Vivendi a profité du 1er mai pour diffuser un communiqué dont le contenu tient en une phrase, mais qui préfigure d’une des décisions stratégiques parmi les plus importantes que l’histoire du groupe. Le directoire « lors du Conseil de Surveillance du 17 mai, les premiers travaux concernant les hypothèses d’évolution du capital d’Universal Music Group ». Un superbe aguichage, dirait-on au Québec, quinze jours avant la tenue de la réunion. Le PDG de Vivendi, Arnaud de Puyfontaine, avait annoncé mi-avril lors de l’assemblée générale annuelle de la société qu’un projet de cotation était à l’étude. Le dirigeant avait déjà posé un jalon il y a près d’un an en concédant, dans les colonnes du Wall Street Journal, qu’une entrée d’UMG sur le marché était possible.

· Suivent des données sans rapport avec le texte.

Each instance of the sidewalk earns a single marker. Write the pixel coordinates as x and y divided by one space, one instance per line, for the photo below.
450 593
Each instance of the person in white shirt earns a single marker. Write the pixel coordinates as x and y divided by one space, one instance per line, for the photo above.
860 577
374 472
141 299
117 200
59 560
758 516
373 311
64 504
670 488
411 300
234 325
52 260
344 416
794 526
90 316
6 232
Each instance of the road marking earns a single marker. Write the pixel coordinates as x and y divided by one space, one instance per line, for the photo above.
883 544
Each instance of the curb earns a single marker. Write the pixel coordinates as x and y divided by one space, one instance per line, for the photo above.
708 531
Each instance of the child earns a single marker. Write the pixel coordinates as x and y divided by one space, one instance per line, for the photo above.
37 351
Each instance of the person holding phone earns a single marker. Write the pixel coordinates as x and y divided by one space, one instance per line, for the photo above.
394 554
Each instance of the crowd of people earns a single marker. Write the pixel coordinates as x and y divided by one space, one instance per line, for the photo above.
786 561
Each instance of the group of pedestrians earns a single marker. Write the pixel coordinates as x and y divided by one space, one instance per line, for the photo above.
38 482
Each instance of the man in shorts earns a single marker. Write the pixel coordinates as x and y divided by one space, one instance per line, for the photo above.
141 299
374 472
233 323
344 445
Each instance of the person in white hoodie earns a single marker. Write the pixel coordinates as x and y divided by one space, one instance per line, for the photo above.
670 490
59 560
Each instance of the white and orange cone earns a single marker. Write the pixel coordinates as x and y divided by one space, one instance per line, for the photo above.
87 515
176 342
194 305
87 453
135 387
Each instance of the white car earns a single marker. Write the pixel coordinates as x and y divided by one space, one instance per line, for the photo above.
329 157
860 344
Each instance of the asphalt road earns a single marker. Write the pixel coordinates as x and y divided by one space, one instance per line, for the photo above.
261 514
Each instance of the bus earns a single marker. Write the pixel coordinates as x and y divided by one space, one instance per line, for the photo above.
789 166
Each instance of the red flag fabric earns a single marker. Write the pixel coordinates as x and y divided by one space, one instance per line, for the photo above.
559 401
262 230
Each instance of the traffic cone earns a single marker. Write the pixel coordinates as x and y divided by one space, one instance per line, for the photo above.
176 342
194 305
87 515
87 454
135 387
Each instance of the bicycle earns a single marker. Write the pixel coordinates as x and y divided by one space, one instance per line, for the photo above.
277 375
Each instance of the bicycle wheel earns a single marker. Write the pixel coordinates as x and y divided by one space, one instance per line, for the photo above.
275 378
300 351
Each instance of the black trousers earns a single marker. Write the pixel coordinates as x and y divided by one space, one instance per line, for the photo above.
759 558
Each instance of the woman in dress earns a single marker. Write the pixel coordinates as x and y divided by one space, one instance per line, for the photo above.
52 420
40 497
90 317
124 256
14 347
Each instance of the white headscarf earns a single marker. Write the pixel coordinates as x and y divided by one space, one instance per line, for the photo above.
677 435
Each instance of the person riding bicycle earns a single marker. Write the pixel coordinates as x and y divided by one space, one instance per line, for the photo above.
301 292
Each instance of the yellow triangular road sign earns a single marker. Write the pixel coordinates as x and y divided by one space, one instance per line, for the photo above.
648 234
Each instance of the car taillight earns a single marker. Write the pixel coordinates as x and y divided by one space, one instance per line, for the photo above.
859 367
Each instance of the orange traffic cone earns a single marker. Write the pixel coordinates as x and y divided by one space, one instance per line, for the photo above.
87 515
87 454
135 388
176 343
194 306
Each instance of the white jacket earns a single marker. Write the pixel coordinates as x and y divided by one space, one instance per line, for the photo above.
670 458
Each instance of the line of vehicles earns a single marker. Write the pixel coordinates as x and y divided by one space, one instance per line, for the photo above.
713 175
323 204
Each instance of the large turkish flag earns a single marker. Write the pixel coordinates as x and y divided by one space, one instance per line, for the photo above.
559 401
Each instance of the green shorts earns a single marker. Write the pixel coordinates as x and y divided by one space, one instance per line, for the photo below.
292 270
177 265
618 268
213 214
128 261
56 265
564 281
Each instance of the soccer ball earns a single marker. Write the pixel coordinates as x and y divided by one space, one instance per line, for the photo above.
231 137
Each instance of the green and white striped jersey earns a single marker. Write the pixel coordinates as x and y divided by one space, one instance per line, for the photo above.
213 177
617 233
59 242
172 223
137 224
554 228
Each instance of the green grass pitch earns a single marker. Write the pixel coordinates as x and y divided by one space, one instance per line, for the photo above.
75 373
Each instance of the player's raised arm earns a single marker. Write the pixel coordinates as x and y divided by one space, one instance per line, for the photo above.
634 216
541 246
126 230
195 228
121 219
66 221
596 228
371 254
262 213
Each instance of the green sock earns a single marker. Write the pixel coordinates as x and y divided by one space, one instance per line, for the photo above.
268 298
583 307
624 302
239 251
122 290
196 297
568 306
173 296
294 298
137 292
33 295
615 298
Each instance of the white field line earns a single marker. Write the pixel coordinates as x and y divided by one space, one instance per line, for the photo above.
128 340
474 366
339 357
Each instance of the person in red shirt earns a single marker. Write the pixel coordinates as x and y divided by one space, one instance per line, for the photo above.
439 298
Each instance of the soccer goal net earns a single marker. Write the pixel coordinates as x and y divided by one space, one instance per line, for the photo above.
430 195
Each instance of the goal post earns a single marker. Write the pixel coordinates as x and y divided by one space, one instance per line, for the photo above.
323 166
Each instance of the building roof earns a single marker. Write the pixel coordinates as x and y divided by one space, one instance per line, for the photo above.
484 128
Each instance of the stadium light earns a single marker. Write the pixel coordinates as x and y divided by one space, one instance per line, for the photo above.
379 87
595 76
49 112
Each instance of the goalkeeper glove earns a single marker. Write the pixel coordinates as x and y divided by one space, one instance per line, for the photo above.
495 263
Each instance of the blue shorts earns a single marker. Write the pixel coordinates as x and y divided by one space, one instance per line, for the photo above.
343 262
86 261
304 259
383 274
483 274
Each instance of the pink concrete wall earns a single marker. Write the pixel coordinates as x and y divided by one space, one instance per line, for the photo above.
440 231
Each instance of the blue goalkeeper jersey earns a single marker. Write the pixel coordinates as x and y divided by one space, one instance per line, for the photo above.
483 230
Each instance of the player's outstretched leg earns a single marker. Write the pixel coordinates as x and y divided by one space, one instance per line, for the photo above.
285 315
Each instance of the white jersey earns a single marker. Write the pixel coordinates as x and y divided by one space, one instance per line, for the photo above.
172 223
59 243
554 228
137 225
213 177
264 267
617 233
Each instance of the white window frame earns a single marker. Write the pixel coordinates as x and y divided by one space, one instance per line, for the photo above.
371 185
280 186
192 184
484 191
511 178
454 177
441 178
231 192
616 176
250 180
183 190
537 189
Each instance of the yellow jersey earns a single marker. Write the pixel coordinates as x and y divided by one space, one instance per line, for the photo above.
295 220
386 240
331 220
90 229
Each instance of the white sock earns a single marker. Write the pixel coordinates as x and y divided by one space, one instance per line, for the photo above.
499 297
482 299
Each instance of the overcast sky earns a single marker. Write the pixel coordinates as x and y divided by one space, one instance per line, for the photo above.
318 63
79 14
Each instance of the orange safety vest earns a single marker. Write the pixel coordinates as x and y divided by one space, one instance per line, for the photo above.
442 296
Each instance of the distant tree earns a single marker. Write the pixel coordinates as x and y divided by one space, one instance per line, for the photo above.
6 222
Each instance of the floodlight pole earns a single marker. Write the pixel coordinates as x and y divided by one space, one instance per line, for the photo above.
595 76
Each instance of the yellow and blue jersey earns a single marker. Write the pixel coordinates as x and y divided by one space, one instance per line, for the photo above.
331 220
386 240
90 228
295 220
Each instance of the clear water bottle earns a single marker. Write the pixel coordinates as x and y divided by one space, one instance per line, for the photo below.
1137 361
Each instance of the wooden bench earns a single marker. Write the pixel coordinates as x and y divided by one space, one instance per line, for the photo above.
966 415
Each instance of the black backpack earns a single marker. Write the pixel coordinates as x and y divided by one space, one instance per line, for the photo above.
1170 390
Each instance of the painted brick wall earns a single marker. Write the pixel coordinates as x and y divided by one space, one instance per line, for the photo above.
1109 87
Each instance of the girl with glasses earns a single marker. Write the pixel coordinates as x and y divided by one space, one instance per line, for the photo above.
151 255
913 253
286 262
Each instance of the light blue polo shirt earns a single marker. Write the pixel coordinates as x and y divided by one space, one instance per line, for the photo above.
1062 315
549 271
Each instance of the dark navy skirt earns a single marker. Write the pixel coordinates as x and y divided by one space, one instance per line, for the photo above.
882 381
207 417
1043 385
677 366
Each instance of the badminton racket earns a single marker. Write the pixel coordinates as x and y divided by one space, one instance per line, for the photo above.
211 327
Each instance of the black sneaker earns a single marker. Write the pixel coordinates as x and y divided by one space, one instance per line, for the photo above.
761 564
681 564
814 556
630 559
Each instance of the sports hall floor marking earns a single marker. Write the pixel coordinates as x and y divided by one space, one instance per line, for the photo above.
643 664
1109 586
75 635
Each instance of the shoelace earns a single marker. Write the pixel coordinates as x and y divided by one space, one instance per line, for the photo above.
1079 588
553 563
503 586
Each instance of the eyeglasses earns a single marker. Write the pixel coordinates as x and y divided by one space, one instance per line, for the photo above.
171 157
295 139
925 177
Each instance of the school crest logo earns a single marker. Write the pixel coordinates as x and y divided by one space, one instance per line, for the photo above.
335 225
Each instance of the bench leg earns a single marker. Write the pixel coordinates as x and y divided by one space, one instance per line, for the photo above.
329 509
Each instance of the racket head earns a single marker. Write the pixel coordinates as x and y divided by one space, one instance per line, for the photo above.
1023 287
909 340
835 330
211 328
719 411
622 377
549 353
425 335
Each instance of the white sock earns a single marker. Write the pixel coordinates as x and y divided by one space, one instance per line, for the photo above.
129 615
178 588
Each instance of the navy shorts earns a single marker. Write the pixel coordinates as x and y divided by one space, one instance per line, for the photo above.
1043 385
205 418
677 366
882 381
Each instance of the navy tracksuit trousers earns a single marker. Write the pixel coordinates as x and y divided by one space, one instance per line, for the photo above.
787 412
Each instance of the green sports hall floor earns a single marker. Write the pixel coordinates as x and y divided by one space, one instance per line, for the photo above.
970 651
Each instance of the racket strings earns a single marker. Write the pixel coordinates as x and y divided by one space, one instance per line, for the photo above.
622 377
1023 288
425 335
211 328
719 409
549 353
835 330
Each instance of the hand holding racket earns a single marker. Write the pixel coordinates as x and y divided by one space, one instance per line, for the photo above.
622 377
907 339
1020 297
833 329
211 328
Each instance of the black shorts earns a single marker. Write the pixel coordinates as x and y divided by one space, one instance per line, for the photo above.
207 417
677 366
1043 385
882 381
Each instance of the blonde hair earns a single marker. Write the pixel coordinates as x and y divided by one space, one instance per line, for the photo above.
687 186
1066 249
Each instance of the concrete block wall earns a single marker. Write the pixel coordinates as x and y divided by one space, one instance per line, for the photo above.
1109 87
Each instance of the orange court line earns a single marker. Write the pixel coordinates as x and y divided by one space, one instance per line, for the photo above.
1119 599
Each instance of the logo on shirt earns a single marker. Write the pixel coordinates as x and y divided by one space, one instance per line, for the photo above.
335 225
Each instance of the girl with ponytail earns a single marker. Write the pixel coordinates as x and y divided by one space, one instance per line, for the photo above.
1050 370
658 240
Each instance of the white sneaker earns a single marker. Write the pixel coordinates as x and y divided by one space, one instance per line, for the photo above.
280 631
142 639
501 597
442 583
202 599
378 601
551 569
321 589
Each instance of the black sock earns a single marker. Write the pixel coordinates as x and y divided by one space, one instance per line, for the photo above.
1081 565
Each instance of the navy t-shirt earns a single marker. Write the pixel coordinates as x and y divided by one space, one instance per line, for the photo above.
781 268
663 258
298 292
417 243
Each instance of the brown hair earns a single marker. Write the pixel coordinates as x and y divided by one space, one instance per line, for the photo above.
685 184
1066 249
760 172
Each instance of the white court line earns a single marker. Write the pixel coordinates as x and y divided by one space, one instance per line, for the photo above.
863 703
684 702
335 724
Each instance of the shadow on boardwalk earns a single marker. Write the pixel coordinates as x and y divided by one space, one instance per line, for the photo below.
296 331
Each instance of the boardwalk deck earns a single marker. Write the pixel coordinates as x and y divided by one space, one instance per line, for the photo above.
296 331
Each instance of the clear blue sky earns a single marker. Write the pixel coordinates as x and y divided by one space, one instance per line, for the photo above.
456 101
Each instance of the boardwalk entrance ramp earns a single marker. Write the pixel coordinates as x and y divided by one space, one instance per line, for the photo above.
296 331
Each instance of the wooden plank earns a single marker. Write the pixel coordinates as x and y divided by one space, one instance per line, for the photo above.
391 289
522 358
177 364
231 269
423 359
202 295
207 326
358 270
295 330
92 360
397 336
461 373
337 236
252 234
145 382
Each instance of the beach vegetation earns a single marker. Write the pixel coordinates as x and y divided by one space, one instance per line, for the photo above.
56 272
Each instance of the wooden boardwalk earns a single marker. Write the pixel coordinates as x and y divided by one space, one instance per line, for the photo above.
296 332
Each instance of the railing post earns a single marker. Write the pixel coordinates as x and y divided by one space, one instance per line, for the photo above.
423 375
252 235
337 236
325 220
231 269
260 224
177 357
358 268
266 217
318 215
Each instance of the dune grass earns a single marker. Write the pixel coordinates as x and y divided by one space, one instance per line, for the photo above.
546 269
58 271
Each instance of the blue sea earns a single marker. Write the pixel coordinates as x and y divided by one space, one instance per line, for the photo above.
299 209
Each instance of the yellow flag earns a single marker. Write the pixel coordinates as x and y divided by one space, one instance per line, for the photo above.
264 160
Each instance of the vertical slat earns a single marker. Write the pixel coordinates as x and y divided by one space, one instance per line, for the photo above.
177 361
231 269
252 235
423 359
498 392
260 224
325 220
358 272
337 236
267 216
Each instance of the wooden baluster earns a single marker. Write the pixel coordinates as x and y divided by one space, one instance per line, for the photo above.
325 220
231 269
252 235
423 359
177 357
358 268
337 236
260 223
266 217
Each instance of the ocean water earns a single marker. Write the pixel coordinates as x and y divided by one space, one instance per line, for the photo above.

Les analystes n’avaient pas attendu la confirmation des rumeurs pour plancher sur un tel scénario, qui aurait le double avantage de monétiser la dynamique actuelle de la division tout en réduisant la décote de holding de Vivendi. Triple avantage même, car cela permettrait, aussi, de détourner l’attention des déboires italiens du groupe.

La nouvelle star

En quelques années, UMG est passé du statut de cinquième roue du carrosse à pépite au sein du portefeuille. Après l’effondrement des valeurs internet en 2000/2001, l’émergence du streaming musical et des canaux de production alternatifs avaient suscité un grand mouvement de défiance à l’encontre des acteurs traditionnels du disque. Paradoxalement, ce sont ces mêmes services de streaming qui ont remis en selle UMG et consorts, en leur offrant un accès à des millions de nouveaux consommateurs et un moyen de valoriser leurs fonds de catalogue. Les accords de long terme avec les Spotify, Tencent Music, Youtube et Facebook notamment, ont rassuré les investisseurs et nettement amélioré la perception de l’activité. Ce changement de paradigme trouve sa meilleure illustration dans un chiffre d’affaires 2017 en croissance de 10% à 5,673 milliards d’euros et dans un résultat opérationnel de 761 millions d’euros, en hausse de 20,6%, pour la seule division UMG. Elle pèse 45,5% du chiffre d’affaires et 77% des résultats du groupe, même s’il est vrai que la mauvaise passe de Canal+ contribue à déformer cette proportion.
 

L'organigrammme de Vivendi, qui montre la diversification du groupe (source : site web de Vivendi)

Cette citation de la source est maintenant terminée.